Agriculture exports for fiscal 2012 reached $138.5 billion, with a trade surplus of $32.4 billion, according to the U.S. Department of Agriculture. This is the second-highest year on record, just 1 percent below 2011.

China, the top export market for the U.S., imported substantially more corn, dairy and poultry this year, in addition to the usual exports of soybeans and cotton.

Paul Casper, president of the South Dakota Soybean Association, said the Pacific Rim is a huge market for local farmers, with two-thirds of the soybeans grown in the state making their way to Asian countries.

Casper said the soybean industry has invested $35 million a year into exporting, with matching funds provided by Farm Bill programs. If that funding is pulled, farmers may watch their beachhead in Asian markets fall by the wayside, he said.

The industry was just starting to make headway into certain countries such as Vietnam, he said.

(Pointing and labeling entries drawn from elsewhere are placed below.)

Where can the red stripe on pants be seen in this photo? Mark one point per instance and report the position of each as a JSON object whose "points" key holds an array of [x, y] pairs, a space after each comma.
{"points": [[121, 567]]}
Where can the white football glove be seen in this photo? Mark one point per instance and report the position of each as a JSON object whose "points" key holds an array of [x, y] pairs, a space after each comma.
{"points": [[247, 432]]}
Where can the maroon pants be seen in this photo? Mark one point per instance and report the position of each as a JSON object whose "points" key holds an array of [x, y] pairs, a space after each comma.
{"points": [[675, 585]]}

Offices had been built, headway made into selling soy animal feed and relationships established – this in a culture that is all about personal relationships, Casper said.

“It’s a pretty bad day for South Dakota farmers if this gets pulled,” he said.

Keith Alverson, vice president of the South Dakota Corn Growers Association, said the loss of the Farm Bill programs is an obvious issue this year, coupled with domestic supply concerns because of drought conditions.

America was marketed overseas as a secure place to obtain food, but now those foreign buyers might be concerned and look elsewhere, he said.

“In a time like this, when we need to maintain that connection, we’re losing it,” Alverson said.

South Dakota is projected to export 130 million bushels, or 25 percent, of its corn out of the state this year, with much of that presumably heading to Southeast Asia, he said.

Alverson said, the bigger, long-term concern is that American farmers will need those cultivated foreign markets for the expected larger harvests this coming year and may not have them.

In a written statement, Darrell Davis, president of U.S. Wheat Associates, said the Farm Bill’s programs both helped defray costs to promote and market American agriculture overseas and saw to long-term development of trade.

“Loss of this funding will seriously compromise critical day-to-day export market development and promotion activities, thereby putting American farmers and workers at a substantial competitive disadvantage in the international marketplace,” Davis’s statement said.

Rick Vallery, the executive director for the South Dakota Oilseed Council, said his organization is waiting to see exactly how large an impact a lack of Farm Bill programs will have on the industry.

“There will be some, but the $24,000 question is how much,” he said.

The oilseed industry may be less affected than others, Vallery said, because domestic demand has already cut down on exporting.

Others, however, say the lack of the Farm Bill will not impact American produce making its way to foreign shores.

Doug Sombke, president of the South Dakota Farmers Union, said the agriculture market is booming, and the greater threat is that countries receiving American exports, such as China, manipulate their monetary systems so trade is more favorable to them.

The expiration of the Farm Bill doesn’t matter in that equation, he said.

“It may be good for other portions of the country, but not for any farmer I know,” he said.

Scott VanderWal, president of the South Dakota Farmers Bureau, also felt that – when it comes to exportation– the Farm Bill is not important.

“Exportation is more governed by trade agreements than from the Farm Bill,” he said.

VanderWal did say exportation is rightly held as one of the highest priorities for American farmers, and his organization was pleased with recent trade agreements signed with Panama, Columbia and South Korea.